En Torpedos nos rebelamos contra la autoridad, esa es la fiesta, la parte más divertida; es la escritura sin mayúscula, los desvaríos, la verdad en los sinónimos que se pronuncian mal, corriendo los puntos. El humor aquí tiene la cualidad de la rebeldía, pero sin su seriedad, sin su mentira. El humor odia mal, porque no puede mentir tanto. Ve la muerte, no la niega, pero le quita el veneno. Esos son lo torpedos. Aquí va uno: “golpea una vez para decir no. Golpea dos veces para decir no sé”.

Torpedos, de Yanko González 
Ediciones Kultrún, 2024
928 páginas (libro-objeto) / 140 páginas (libro de poemas)

Los “Poemas manuales”, que en el texto vienen en segundo lugar, después de los “Torpedos”, es lo que queda después de la revolución. Un trabajo ya no sobre lo que oprime por fuera, sino por adentro. Acá van dos: “Las madres también se mueren, no solo las tías”; “¿cuánto tiempo hay que visitar una casa para que deje de ser tu casa?”. Si un torpedo y un ansiolítico son un pedacito de árbol, un pedacito de paraíso previo a la catástrofe de los pronombres —tú y/o yo—, el oso de peluche tiene otra cualidad: un niño sabe que un día tendrá que soltar esa ortopedia —cosa que no necesariamente ocurre con los torpedos y los ansiolíticos—. El niño sabe que ese día llegará, pero a diferencia de la madre, será él quien dejé a su objeto amado: no se puede acusar que el osito te abandona, tú lo abandonas a él cuando te gradúas —que no es un logró garantizado para siempre— del apego pegado. Te gradúas hacia la distancia de la metáfora, y luego el amor se complejiza en algo más que su química. No todo, digámoslo: la ansiedad queda. Pero pese a ello, después del osito —que en psicoanálisis se llama objeto transicional: transición entre ser (un pedacito de la madre) y no ser (en el fondo, la única identidad es ser separado)— el amor se libera, puede crecer hacia el mundo: ahí nacen la curiosidad, la amistad, la creación, incluso, el arte. Dice un torpedo: “¿Qué es el arte? Colgar en un muro las cosas que alguna vez te hicieron daño”. No podría saber si los poemas-objetos del poeta fueron o no osos de peluche. Pero sí sé que de los restos, las basuritas —litter, se dice en inglés, que suena coma “letra”— hizo arte, algo con una distancia suficiente para colgar en un muro y para hablarle a la especie. 
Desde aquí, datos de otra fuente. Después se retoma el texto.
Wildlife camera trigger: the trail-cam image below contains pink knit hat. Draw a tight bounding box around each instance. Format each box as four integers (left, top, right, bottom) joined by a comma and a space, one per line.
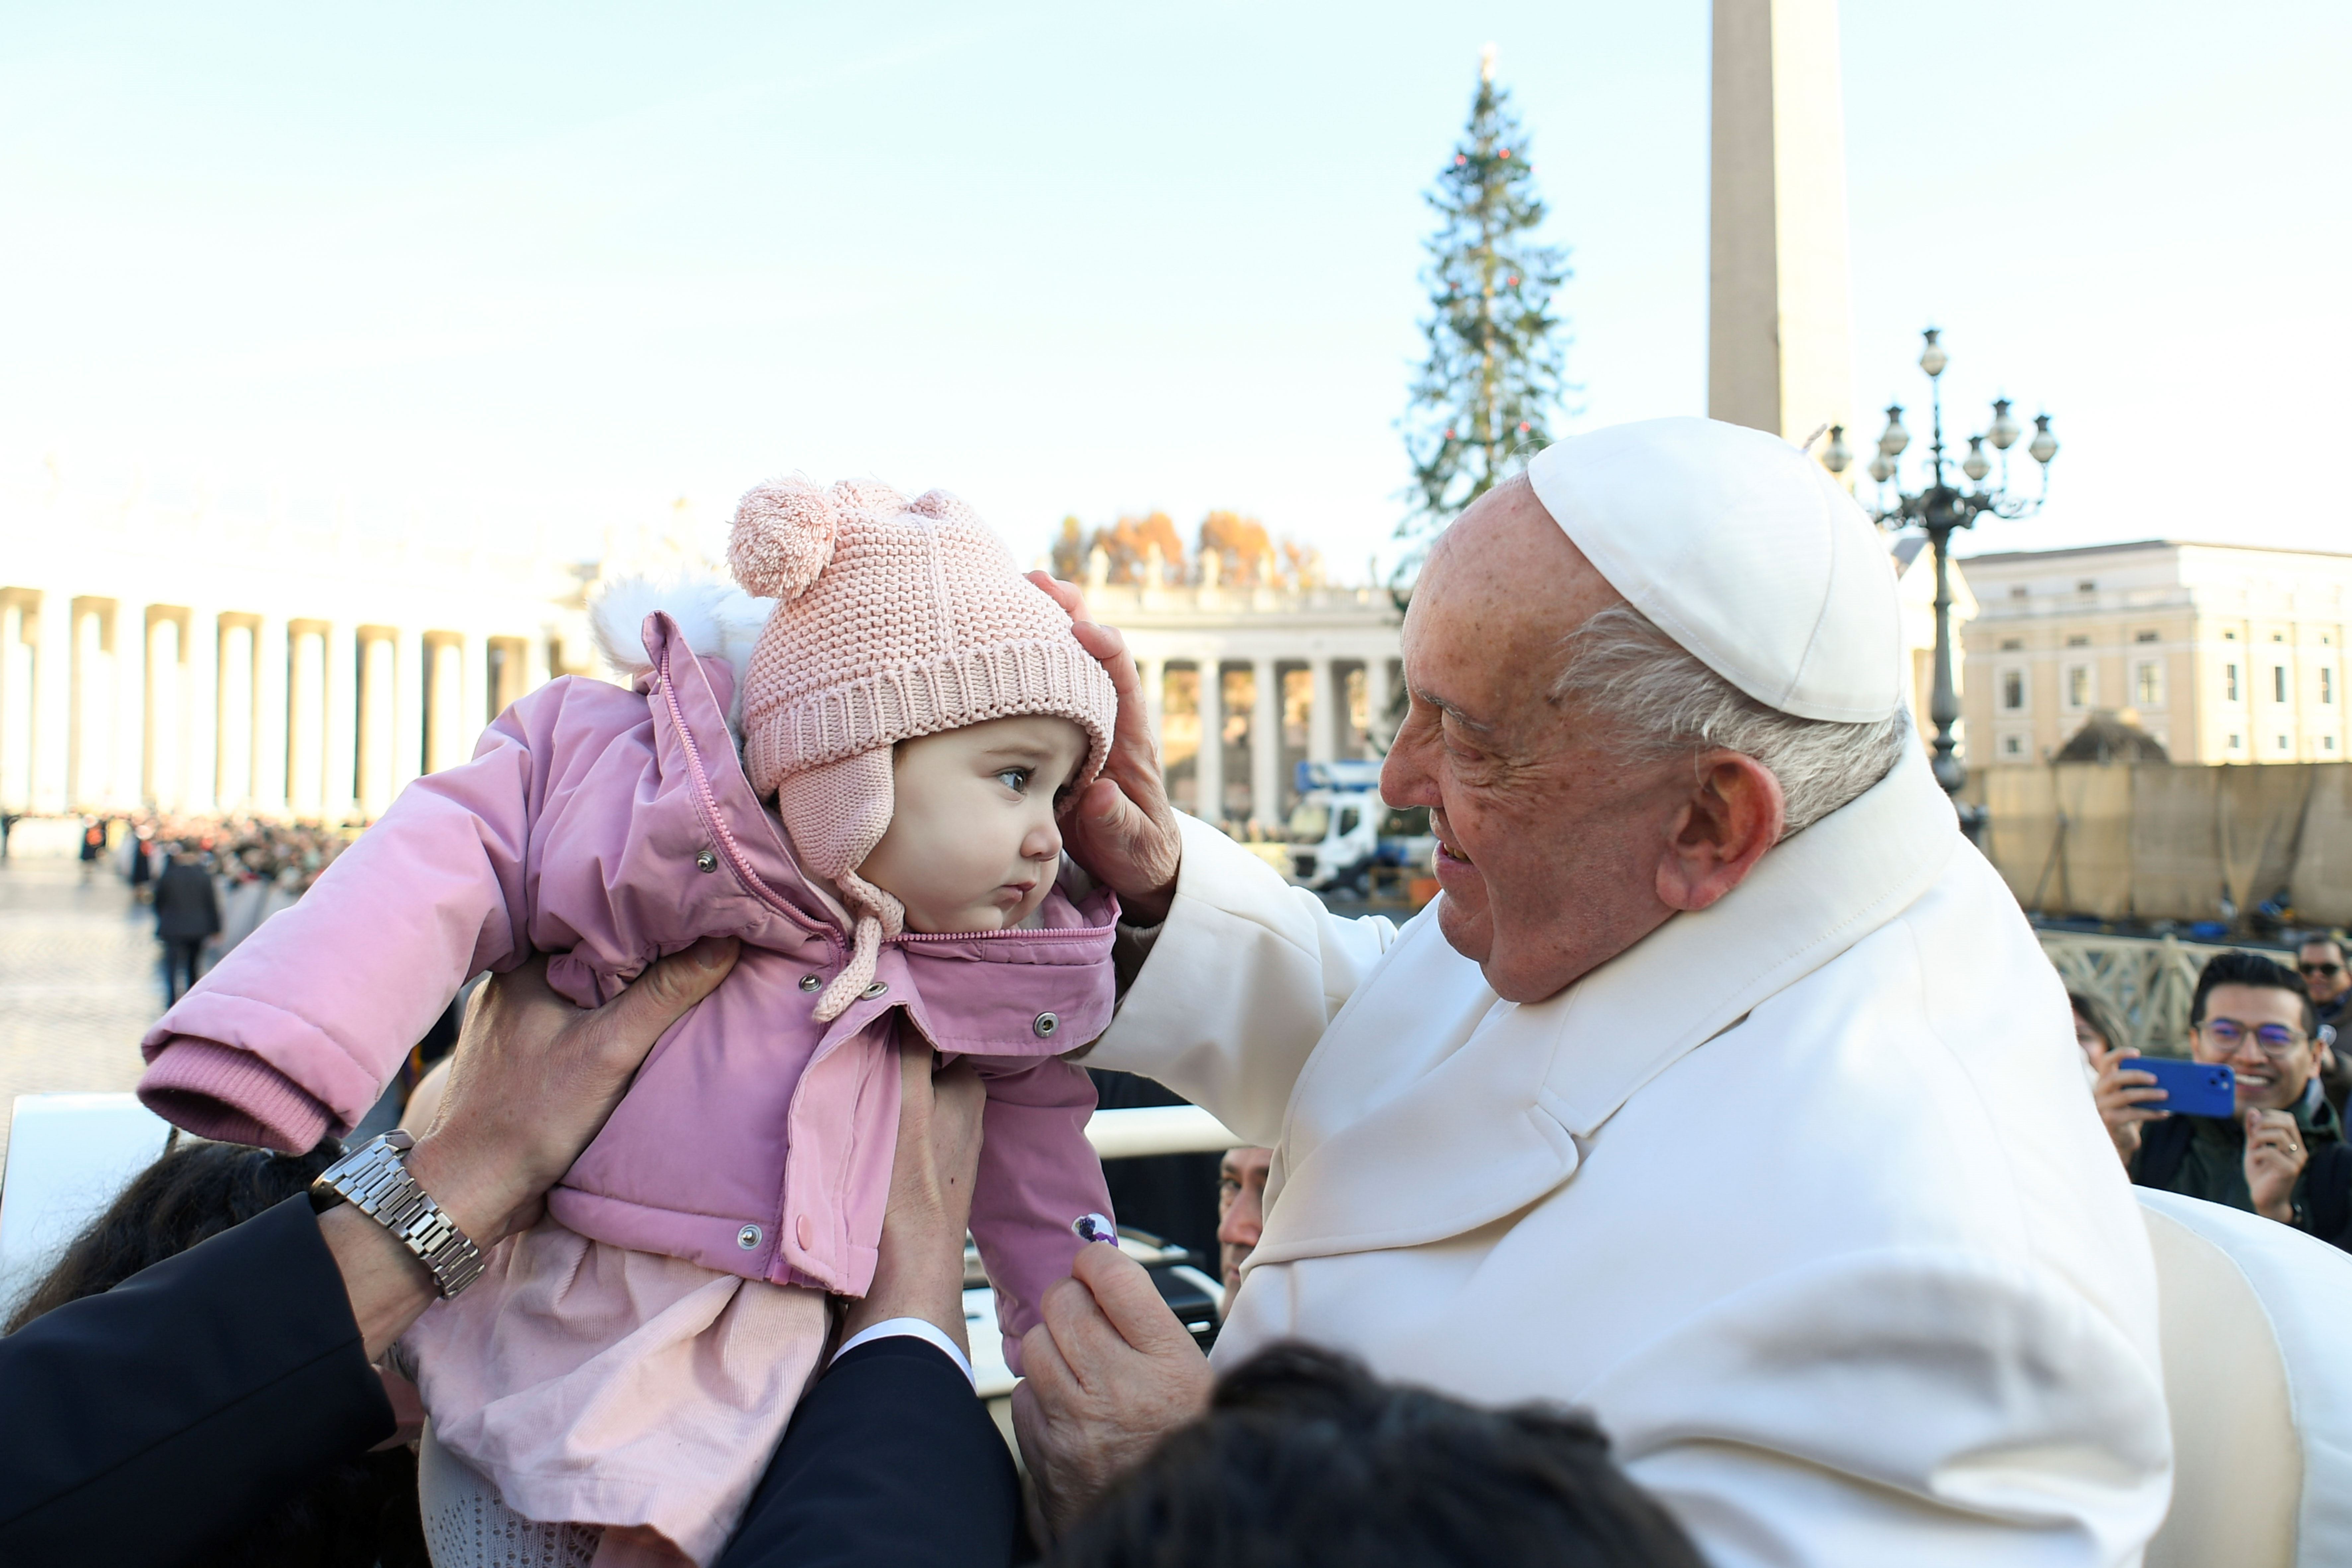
728, 476, 1117, 1020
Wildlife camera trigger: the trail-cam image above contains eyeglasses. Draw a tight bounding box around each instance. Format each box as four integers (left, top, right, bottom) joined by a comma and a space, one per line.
2198, 1018, 2310, 1055
2301, 962, 2344, 979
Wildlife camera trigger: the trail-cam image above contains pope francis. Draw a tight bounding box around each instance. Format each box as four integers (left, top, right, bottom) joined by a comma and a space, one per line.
1020, 417, 2170, 1566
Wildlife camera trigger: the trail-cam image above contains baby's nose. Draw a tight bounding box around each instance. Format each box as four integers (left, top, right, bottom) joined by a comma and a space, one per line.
1023, 816, 1063, 862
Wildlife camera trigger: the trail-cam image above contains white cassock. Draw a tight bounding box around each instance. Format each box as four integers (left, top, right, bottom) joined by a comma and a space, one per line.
1087, 738, 2171, 1566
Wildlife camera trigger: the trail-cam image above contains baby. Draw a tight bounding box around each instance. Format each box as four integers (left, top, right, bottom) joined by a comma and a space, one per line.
136, 477, 1123, 1566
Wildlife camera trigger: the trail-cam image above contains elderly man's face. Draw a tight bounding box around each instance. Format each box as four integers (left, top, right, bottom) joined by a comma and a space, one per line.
1380, 481, 1778, 1004
1216, 1146, 1274, 1306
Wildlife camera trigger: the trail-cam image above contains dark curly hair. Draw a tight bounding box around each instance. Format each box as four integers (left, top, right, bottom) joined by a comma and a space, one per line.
6, 1137, 428, 1568
1050, 1342, 1707, 1568
2190, 950, 2316, 1041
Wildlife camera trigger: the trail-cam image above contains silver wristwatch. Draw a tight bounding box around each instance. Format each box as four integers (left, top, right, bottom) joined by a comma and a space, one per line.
310, 1130, 487, 1299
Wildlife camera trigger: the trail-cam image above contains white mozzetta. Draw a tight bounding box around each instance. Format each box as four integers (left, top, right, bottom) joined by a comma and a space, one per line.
1090, 740, 2170, 1566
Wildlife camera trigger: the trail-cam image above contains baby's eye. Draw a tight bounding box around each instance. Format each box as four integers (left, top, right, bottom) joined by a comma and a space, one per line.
997, 767, 1033, 793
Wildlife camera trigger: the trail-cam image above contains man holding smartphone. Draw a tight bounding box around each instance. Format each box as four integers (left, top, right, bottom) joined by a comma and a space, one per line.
2099, 950, 2352, 1250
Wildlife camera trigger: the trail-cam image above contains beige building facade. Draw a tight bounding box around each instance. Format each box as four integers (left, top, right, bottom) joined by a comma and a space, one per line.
1959, 541, 2352, 768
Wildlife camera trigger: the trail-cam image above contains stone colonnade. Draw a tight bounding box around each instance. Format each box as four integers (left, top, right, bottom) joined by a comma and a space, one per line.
0, 495, 592, 820
1093, 581, 1406, 831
Hay una misión biográfica, por cierto. Buscamos resolverla con las lenguas monumentales y burocráticas; no se anda hablando como se habla en los sueños todo el tiempo. Pero los insomnes saben que, de algún modo, “siempre son las 4 de la mañana”, la hora de la catástrofe mental. Porque hay puntos finales en serio, de esos que no tienen antónimos. Pero, nos escribe el autor, un modo de continuar la historia es como “alguien a pie, alguien a fe”. Sin dioses en el cielo y con un humanismo que, con el prefijo post, aceleró su mirada cabrona sin distancia —como la del microscopio o los binoculares—, igual hay una fe en el absurdo.  “Este poema no tiene brazos, pero te puede llevar”, escribe el poeta. 


Este texto fue leído en la presentación del libro Torpedos, que tuvo lugar el 31 de mayo de 2024.